PAL is a key enzyme of the phenyl-propanoid pathway, contributing to the synthesis of phenolic compounds, phytoalexin and salicylic acid (SA) (Dixon, & Paiva, 1995). Previous studies have shown that laminarin and sulphated laminarin, a β-1,3 glucan and β-1,3 glucan sulfate, which has the same structure as LNT and sLNT, induced a transient increase in PAL activity (Klarzynski, et al., 2000; Ménard, et al., 2004). Our results also found that sLNT significantly induced expression of the PAL gene systemically and locally in tobacco leaves (Fig. 5 A), compared with LNT. Moreover, 5-epi-aristolochene synthase (EAS), an important enzyme in the phytoalexins synthesis pathway was also significantly induced systemically and locally in tobacco leaves (Fig. 5 B). Therefore, the sLNT induced increases in TMV resistance in tobacco seedlings was probably correlated with increases in PAL and EAS mRNA levels.

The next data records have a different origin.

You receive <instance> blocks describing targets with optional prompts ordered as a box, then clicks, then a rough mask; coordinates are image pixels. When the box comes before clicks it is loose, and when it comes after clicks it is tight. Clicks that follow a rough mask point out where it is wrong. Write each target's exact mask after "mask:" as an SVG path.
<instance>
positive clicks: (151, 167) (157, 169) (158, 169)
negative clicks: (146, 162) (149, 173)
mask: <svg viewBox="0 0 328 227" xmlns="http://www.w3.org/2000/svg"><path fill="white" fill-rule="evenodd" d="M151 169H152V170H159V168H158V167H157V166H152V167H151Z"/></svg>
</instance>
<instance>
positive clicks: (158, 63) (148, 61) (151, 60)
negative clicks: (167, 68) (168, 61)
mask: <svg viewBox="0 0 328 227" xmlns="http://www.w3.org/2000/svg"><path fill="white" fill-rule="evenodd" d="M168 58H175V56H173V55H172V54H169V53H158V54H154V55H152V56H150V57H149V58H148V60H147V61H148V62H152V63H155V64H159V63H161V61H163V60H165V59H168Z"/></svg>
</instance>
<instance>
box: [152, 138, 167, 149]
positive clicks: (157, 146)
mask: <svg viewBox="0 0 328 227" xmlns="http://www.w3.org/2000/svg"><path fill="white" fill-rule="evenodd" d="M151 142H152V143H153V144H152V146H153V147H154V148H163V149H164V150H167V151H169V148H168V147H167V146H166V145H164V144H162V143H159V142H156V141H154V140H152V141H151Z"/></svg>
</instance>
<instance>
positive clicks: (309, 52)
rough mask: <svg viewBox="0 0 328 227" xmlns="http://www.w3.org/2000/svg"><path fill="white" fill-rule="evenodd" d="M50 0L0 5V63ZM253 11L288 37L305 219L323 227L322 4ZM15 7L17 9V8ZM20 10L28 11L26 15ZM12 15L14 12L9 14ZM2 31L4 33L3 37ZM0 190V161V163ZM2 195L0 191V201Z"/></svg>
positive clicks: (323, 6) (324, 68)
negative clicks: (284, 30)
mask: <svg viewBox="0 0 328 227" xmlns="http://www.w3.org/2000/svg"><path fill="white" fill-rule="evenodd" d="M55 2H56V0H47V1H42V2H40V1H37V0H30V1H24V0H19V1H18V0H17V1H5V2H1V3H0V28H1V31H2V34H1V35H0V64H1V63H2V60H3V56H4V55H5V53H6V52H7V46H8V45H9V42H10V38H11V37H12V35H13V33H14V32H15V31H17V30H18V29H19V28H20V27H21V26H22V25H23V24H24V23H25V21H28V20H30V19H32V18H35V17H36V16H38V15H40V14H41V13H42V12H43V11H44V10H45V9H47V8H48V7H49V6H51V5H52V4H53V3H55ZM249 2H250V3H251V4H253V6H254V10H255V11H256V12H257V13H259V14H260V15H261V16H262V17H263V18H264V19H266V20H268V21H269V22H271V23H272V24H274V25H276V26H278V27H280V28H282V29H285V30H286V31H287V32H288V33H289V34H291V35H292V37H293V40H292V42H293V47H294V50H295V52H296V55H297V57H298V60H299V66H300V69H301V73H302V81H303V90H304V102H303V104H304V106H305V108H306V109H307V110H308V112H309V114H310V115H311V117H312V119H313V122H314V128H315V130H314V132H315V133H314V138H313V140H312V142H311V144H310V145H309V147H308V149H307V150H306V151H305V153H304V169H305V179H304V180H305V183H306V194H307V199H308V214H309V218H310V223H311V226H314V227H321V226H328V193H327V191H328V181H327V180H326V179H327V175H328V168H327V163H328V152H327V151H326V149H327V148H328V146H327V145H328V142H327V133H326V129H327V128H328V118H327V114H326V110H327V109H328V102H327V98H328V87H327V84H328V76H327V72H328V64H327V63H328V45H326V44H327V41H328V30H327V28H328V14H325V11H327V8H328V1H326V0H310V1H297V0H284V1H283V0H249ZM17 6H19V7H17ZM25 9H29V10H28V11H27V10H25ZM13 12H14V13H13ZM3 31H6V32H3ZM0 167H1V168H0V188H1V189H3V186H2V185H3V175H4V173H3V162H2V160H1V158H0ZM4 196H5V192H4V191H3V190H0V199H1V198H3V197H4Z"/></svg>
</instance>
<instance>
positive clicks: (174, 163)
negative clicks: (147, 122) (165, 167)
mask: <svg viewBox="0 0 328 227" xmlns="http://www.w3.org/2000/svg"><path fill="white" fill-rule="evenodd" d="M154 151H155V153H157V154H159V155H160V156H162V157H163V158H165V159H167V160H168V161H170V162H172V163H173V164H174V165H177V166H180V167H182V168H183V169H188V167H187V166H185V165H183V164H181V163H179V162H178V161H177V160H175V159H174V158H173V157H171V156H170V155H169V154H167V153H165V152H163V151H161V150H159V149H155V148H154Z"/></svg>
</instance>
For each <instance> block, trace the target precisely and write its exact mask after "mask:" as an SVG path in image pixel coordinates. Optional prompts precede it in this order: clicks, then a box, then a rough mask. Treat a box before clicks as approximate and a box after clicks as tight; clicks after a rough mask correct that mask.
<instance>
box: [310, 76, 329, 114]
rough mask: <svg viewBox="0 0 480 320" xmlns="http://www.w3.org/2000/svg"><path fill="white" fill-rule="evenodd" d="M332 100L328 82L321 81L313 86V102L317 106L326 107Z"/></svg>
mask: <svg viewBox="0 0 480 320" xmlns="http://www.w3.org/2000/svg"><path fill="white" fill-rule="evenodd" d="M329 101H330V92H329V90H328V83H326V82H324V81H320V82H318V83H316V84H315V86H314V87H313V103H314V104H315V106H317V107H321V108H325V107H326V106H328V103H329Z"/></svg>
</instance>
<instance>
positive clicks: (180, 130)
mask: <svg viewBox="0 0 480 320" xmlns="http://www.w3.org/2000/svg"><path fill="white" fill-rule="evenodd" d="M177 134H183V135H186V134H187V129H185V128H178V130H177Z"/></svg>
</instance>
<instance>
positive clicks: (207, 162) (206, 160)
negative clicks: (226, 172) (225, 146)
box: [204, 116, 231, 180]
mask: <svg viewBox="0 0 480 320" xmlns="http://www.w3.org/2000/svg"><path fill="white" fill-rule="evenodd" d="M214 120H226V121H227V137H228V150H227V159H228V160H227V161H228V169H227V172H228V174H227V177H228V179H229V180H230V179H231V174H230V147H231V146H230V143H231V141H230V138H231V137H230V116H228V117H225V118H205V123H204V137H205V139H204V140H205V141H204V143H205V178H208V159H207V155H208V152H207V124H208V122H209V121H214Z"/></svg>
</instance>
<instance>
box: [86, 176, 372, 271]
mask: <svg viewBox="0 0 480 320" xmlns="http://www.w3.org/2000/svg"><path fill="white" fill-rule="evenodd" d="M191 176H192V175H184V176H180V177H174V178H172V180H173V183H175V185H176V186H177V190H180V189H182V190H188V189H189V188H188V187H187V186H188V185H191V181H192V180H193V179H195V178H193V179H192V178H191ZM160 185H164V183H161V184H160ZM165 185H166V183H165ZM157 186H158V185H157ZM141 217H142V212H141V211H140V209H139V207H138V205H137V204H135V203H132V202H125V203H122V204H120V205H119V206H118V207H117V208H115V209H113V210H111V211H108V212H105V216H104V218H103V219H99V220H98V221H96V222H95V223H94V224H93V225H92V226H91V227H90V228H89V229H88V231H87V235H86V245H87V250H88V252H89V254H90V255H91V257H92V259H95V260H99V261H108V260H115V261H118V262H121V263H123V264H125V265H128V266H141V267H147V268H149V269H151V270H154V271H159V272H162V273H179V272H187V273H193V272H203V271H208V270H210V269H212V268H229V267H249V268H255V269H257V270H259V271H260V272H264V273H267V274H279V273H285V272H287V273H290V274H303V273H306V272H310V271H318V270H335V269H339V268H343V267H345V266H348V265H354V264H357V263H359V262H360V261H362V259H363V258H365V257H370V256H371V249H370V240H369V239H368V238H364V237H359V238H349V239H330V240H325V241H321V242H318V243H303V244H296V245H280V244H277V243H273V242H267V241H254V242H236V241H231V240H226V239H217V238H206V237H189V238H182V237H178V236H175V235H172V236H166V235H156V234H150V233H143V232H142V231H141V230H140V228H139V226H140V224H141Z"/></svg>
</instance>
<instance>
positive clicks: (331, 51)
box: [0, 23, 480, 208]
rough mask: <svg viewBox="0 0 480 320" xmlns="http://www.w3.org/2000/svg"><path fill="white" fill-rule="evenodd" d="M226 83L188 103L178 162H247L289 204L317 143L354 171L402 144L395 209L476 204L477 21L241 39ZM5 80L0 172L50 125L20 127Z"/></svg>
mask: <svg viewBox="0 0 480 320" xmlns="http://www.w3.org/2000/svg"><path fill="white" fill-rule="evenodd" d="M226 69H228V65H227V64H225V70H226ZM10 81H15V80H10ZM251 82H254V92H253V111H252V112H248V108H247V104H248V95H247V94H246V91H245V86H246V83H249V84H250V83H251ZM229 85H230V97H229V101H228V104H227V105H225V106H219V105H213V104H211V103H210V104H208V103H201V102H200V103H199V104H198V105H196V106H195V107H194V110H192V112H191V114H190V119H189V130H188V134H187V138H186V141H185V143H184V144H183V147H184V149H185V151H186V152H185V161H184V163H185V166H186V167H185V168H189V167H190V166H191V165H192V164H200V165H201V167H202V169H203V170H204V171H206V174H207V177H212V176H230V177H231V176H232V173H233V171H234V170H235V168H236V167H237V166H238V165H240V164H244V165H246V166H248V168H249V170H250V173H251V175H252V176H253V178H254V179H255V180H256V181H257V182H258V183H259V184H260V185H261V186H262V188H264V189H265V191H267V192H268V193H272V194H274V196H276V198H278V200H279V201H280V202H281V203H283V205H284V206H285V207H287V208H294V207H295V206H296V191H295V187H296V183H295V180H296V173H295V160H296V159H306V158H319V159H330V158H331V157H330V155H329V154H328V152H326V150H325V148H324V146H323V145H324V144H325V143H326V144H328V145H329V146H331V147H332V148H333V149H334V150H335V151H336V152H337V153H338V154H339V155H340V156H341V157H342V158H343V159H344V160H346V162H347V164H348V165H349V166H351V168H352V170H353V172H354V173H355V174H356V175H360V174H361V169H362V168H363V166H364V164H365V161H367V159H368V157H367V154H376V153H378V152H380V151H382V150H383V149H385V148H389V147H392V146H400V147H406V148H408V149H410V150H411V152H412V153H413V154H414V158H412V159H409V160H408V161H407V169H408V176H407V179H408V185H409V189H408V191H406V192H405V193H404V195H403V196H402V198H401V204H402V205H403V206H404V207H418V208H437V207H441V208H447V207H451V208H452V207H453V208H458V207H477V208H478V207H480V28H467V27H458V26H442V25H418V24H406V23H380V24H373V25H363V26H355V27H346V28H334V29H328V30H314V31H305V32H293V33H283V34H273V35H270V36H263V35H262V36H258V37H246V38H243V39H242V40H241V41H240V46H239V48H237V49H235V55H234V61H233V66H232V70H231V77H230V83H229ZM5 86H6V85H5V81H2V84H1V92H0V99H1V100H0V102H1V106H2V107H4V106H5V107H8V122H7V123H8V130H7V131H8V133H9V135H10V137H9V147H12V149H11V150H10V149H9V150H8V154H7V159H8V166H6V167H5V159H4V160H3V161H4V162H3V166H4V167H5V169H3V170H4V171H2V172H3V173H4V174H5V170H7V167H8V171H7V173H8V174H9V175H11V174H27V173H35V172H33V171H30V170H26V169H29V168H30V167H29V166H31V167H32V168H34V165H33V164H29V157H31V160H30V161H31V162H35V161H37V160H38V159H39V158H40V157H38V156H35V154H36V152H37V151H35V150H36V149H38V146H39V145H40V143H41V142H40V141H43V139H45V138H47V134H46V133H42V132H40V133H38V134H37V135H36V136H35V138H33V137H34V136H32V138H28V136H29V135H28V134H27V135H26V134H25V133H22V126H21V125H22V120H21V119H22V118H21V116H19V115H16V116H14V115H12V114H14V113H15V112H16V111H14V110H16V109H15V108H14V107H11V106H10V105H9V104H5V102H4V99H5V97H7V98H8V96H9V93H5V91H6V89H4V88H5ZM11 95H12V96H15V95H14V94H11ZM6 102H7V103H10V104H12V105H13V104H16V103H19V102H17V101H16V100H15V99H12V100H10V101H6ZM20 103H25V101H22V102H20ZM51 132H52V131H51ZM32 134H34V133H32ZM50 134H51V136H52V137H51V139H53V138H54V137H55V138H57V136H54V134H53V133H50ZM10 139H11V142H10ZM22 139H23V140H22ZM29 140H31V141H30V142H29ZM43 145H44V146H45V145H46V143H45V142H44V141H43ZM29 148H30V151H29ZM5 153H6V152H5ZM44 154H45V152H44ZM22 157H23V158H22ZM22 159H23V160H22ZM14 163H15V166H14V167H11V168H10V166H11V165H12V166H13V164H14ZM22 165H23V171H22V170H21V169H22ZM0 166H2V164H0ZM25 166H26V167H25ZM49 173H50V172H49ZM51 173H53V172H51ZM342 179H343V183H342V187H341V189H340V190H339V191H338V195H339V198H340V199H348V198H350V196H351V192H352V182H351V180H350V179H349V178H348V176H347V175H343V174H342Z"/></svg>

In conclusion, sLNT and LNT exhibited a potential antiviral activity against TMV. This inhibitory effect might be made by binding to tobacco cell receptors, or viral particles or both and inhibiting viral adhesion and entry into host cells, but also attribute to activate the expression of a number of defense genes.


This work was supported by the National Key Technology R&D Program of China (201003004).